Helium is the second most abundant element in the universe, making up about 24% of the total mass of the universe. Helium is a noble gas. The most stable isotopes of helium are Helium-3 3He and Helium-4 4He. Besides these isotopes, there are seven other unstable isotopes.
|Atomic mass||4.00260 g/mol|
|Melting point||-272.2 °C|
|Boiling point||-268.9 °C|
|Density||0.178×10-3 g/cm3 at STP|
Frequently Asked Questions
What is a diproton?
Diproton is one of helium’s isotope 2He, which is highly unstable with two protons and no neutrons. Diproton usually decays into deuterium and is mostly noted in the nuclear fusion reactions in the stars. In the proton-proton chain reaction, two protons in the hydrogen plasma collide and via quantum tunneling, a few would form diproton.
Why inhaling helium changes the human timbre?

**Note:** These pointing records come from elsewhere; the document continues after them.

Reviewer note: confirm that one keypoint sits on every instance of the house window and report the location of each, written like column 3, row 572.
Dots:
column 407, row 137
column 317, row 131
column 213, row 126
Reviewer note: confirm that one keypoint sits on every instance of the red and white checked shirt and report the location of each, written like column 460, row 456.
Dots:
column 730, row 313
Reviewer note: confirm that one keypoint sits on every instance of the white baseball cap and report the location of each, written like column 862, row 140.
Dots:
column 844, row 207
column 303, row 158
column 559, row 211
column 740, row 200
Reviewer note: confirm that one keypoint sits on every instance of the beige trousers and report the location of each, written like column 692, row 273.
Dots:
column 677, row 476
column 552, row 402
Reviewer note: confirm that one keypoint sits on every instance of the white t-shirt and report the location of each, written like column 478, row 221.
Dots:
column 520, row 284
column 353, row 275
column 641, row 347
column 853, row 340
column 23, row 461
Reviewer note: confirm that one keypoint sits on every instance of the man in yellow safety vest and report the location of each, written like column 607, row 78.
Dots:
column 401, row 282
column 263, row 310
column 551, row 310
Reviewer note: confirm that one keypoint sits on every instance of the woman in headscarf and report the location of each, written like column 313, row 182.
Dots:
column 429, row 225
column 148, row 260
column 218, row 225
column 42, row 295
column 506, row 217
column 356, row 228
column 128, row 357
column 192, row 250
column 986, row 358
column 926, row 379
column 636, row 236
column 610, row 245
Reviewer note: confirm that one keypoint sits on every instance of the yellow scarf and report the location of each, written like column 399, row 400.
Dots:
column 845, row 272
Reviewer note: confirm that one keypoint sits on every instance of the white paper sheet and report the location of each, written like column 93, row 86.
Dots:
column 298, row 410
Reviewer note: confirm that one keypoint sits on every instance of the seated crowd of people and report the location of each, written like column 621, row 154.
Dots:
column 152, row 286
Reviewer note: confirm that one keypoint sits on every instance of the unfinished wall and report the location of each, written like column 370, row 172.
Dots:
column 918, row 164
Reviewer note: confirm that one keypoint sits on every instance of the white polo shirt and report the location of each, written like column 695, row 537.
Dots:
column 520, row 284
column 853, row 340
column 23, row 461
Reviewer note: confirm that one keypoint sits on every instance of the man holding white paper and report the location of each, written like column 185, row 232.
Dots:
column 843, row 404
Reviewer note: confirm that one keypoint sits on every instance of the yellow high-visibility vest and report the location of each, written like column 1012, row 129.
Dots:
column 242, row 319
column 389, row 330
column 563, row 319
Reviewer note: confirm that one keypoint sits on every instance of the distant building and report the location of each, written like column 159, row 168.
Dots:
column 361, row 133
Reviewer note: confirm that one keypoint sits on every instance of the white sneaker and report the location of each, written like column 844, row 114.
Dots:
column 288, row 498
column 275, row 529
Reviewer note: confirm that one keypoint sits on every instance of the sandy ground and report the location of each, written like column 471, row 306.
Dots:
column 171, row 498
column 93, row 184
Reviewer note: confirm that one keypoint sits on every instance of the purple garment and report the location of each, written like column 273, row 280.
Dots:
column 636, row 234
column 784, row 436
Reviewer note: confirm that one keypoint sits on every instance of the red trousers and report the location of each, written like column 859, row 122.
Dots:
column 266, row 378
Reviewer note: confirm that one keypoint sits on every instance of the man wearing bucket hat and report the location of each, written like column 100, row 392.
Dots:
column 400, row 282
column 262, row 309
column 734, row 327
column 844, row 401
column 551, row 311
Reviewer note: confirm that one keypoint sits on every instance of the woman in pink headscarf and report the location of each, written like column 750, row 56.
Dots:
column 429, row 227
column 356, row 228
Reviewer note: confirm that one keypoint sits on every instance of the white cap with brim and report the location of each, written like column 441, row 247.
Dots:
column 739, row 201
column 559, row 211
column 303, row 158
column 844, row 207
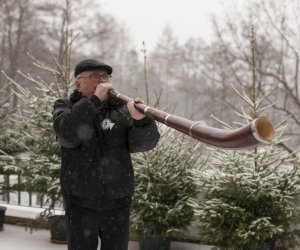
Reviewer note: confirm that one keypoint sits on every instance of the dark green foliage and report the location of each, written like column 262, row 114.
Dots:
column 164, row 183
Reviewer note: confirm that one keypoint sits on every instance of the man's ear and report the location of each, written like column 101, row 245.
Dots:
column 77, row 84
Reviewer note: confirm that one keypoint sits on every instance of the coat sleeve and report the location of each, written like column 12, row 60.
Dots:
column 73, row 124
column 143, row 135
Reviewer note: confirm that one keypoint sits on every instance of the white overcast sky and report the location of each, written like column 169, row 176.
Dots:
column 146, row 19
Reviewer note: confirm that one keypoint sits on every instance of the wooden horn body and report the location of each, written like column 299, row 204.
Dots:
column 260, row 131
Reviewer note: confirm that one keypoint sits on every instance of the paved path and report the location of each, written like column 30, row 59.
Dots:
column 16, row 238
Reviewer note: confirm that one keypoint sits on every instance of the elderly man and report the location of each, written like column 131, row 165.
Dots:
column 97, row 135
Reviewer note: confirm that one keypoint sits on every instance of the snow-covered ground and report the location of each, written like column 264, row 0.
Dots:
column 16, row 238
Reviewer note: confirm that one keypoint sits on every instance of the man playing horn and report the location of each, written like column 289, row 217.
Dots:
column 97, row 135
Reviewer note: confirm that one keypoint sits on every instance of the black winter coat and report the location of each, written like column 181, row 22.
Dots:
column 96, row 141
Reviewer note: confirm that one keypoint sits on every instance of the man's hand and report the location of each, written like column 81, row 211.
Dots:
column 135, row 114
column 102, row 91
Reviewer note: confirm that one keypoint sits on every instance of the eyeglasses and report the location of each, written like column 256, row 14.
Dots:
column 96, row 78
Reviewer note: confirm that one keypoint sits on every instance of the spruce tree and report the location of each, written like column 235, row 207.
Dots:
column 250, row 196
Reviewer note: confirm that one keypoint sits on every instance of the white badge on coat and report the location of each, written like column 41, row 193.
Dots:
column 107, row 124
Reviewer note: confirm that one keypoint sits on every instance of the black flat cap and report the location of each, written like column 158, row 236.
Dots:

When a human speaks, the modulated sound produced by the vibrating vocal folds travels to the vocal tract where it is filtered and amplified, to create the human’s unique timbre. Under normal conditions, the medium inside this vocal tract is air. At the sea level, the sound travels at the same speed of 343 m/s inside the tract. But when helium is inhaled, the medium changes to helium and the speed of sound to 1007 m/s. As the frequency remains the same, and the speed increases, according to the wave equation v = fλ, the wavelength increases. This changes the voice timbre.
If wind instruments are filled with helium, will the sound change?
As the medium inside the instrument is helium, the speed of sound will be higher inside. And so the wavelength of the sound should change accordingly with the increased speed and corresponding change in wavelength.